Now I'm sure there will be some who will say, "A black agenda should be an American agenda." But let's be real: Politicians appeal to constituencies all of the time. What you say to socially conservative evangelicals isn't the same thing you tell Latino elected officials, and we know that speaking to women's organizations isn't the same as talking a LGBT group.
The reality is that when issues such as mandatory minimum sentences are discussed, that affects African-Americans in a different way than the rest of the country.
If the issue is HIV/AIDS, there is no doubt a general message is vital, but when the rise today is among African-Americans, then a different focus is necessary.
The nation's housing crisis, of course, is a general issue. But 53% of black wealth was erased between 2005 and 2009 due to the housing foreclosure crisis, according to an analysis of government data by Pew Research, and with the Census Bureau reporting this week that whites have 22 times the wealth of blacks, how to close that gap is worthy of a discussion.

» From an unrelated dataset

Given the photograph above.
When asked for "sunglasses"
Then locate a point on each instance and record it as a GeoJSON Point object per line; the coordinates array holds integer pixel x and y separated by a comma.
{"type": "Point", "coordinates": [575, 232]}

As a major education advocate, I support every form of education -- public, private, charter, magnet, home school, online, vouchers, you name it. Romney should be willing to specifically address what he plans on doing about education, especially as it relates to African-Americans. The high school dropout rate in the nation is way too high for African-Americans, and that should be on the table.
With GOP state legislatures adopting onerous voter suppression laws, Romney better understand that protecting the right to vote is mandatory among African-Americans.
Bottom line, Romney has a lot of material to work with when he comes to the NAACP, and Republicans need to understand that speaking on issues that black folks care about, and offering substantive policies and not just happy talk, can lead to success.
When Mike Huckabee was governor of Arkansas, he enjoyed black support at the polls above 40%, and the same for Ohio Sen. George Voinovich. But that only happens when you don't run from African-Americans, and instead engage them, dialogue with them and work with them.
The GOP should be thinking of the long term and not the short term. Sure, in the interim, it's not going to result in a huge bloc of votes, but the only way the GOP can break the Democrats' lock on the black vote is to go after it.
But Mitt, just do me one favor when you speak to the NAACP: Please don't come with that "Party of Lincoln" crap. The GOP of today ain't the GOP of the 1800s. Black folks rewarded Republicans for decades based on Lincoln's Emancipation Proclamation, and Richard Nixon erased that with the implementation of the "Southern strategy," which was all about alienating black voters and appealing to white voters.
I say it's time to emancipate the GOP from its hostility toward African-Americans. Speaking to the NAACP is a step, but that must be followed by many other outreach efforts large and small.
But it's a start. And I'll be right there in my hometown of Houston, Mitt, to see if you offering empty platitudes or a real blueprint for change that black folks could realistically consider.